De hecho esto es lo que es el cava: fingir que se celebra algo mientras el mundo se destruye a nuestro alrededor.

Pero no importa. El anuncio está teñido por completo de grandes mentiras.

Si nos fijamos, la mesa de los comensales está impoluta, con unas servilletas y un mantel totalmente blancos. Es como se nadie hubiera manchado absolutamente nada durante la cena. ¿Qué cena? Básicamente no hay manchas ni restos de migas porque esta noche nadie ha comido. Es todo una farsa, una ejercicio de teatro.

Nos encontramos de nuevo con esa “negra honra” de El lazarillo de Tormes, ese honor falso de la nobleza que se pretende rica pero no puede permitirse ni un mendrugo de pan para comer. Esa nobleza que, por fingirse de alta clase, se gasta sus pocas monedas de bronce en un cava que le otorga un supuesto nivel social. Fijaros en esas esculturas que adornan la casa —abstractas, frías, herméticas—, no son nada más que un intento desesperado de otorgar cierto nivel económico y cultural a esa familia.

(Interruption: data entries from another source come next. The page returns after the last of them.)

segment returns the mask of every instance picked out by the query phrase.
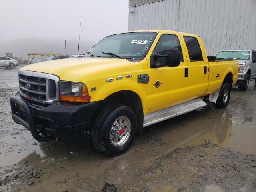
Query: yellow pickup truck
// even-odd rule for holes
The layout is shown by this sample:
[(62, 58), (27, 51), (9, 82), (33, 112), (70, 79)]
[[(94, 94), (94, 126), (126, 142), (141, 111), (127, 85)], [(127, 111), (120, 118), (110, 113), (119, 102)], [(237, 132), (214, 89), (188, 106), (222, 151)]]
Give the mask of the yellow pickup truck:
[(83, 58), (29, 65), (18, 71), (12, 118), (39, 142), (90, 129), (113, 156), (143, 127), (203, 107), (225, 107), (237, 60), (207, 56), (198, 35), (163, 30), (108, 36)]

Mirad, la casa está vacía, esta peña se ha tenido que vender la mitad de los muebles. De hecho, hacia el final del metraje, cuando Michelle Jenner y el argentino se alejan, vemos un pasillo totalmente desahuciado, la completa nada, la negrura más profunda.

Esta gran bola de hipocresía se vertebra perfectamente con la principal cualidad de los anuncios de Freixenet, son una celebración de la nada. Esas burbujas hace años que bailan solas y que nadie las mira y puede que este anuncio sea el primer atisbo de que la marca de cava ha empezado a entenderlo.